7. The pumping assembly according to claim 2, wherein a relationship between a diameter d0 of the main shaft and a diameter d1 of the main shaft center hole of the main shaft satisfies: 0.2d0≤d1≤0.5d0.

8. The pumping assembly according to claim 2, wherein a relationship between a diameter d2 of the main shaft oil hole of the main shaft and a diameter d1 of the main shaft center hole of the main shaft satisfies: 0.15d1≤d2≤0.6d1.

9. The pumping assembly according to claim 2, wherein a relationship among a diameter d1 of the main shaft center hole of the main shaft, a diameter d3 of the third structural body first oil hole of the third structural body, a diameter d4 of the third structural second oil hole of the third structural body and a diameter d5 of the second structural body oil hole of the second structural body satisfies: 0.1d1≤d3≤d4≤d5≤0.3d1.

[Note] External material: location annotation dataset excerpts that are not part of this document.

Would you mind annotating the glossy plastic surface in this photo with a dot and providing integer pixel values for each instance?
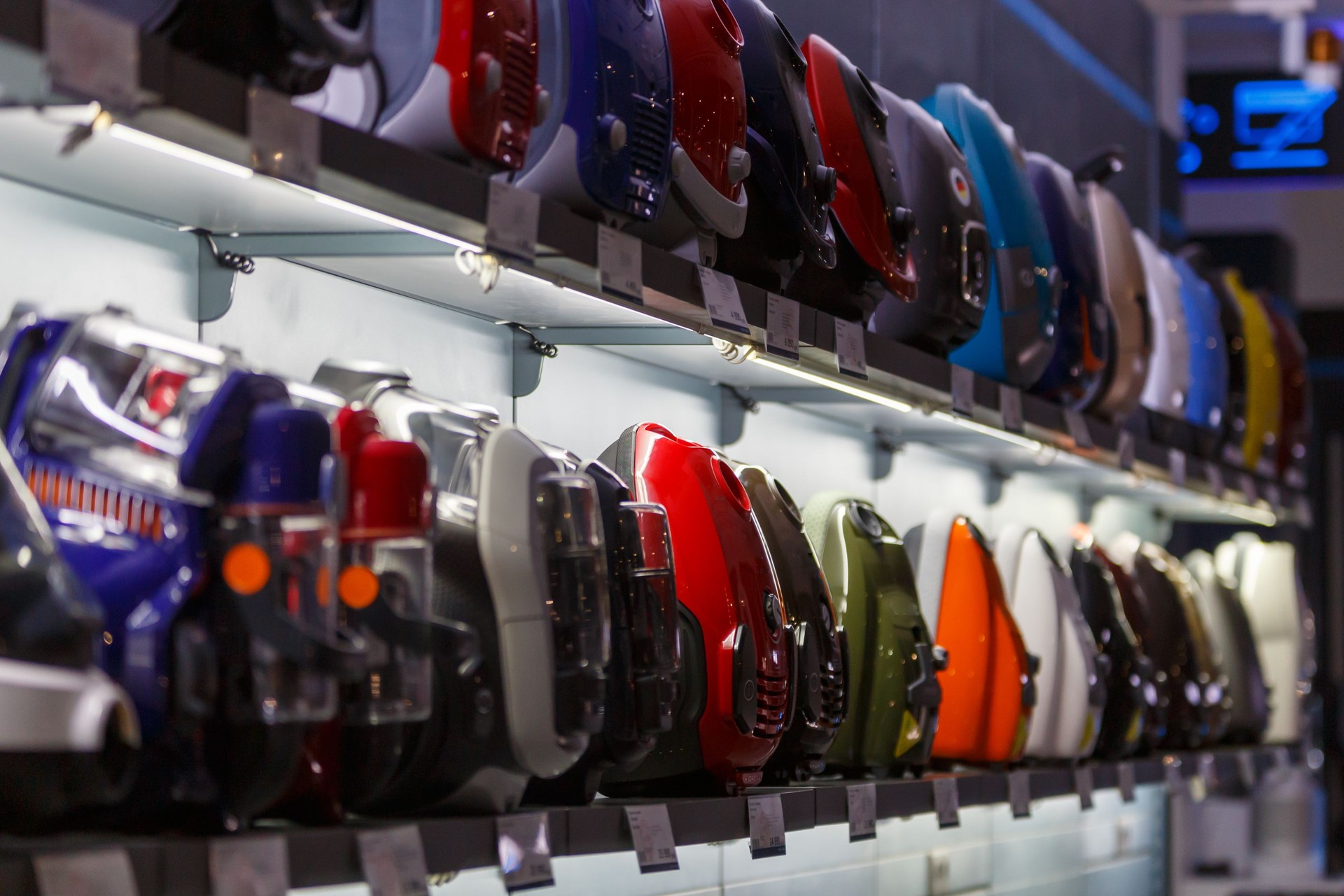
(790, 186)
(1132, 695)
(895, 696)
(1264, 386)
(988, 688)
(1168, 384)
(606, 147)
(736, 647)
(822, 675)
(1296, 416)
(472, 93)
(1018, 335)
(874, 225)
(1077, 370)
(1044, 603)
(951, 245)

10. The pumping assembly according to claim 4, wherein a relationship among a diameter d2 of a main shaft oil hole of the main shaft, a diameter d6 of the first structural body second oil hole of the first structural body and a diameter d7 of the first structural body third oil hole of the first structural body satisfies:

0.3d2≤d6≤d7≤d2.

11. The pumping assembly according to claim 4, wherein a relationship among a diameter d3 of the third structural body first oil hole of the third structural body, a diameter d7 of the first structural body third oil hole of the first structural body and a diameter d8 of the first structural body first oil hole of the first structural body satisfies:

0.125 (d3{circumflex over ( )}2+d7{circumflex over ( )}2) {circumflex over ( )}0.5≤d8≤ (d3{circumflex over ( )}2+d7{circumflex over ( )}2) {circumflex over ( )}0.5.

12. A compressor, comprising the pumping assembly according to claim 1.

13. Air conditioning equipment, comprising the compressor according to claim 12.

14. The pumping assembly according to claim 3, wherein a relationship between a diameter d0 of the main shaft and a diameter d1 of the main shaft center hole of the main shaft satisfies: 0.2d0≤d1≤0.5d0.

15. The pumping assembly according to claim 4, wherein a relationship between a diameter d0 of the main shaft and a diameter d1 of the main shaft center hole of the main shaft satisfies: 0.2d0≤d1≤0.5d0.

16. The pumping assembly according to claim 3, wherein a relationship between a diameter d2 of the main shaft oil hole of the main shaft and a diameter d1 of the main shaft center hole of the main shaft satisfies: 0.15d1≤d2≤0.6d1.

17. The pumping assembly according to claim 4, wherein a relationship between a diameter d2 of the main shaft oil hole of the main shaft and a diameter d1 of the main shaft center hole of the main shaft satisfies: 0.15d1≤d2≤0.6d1.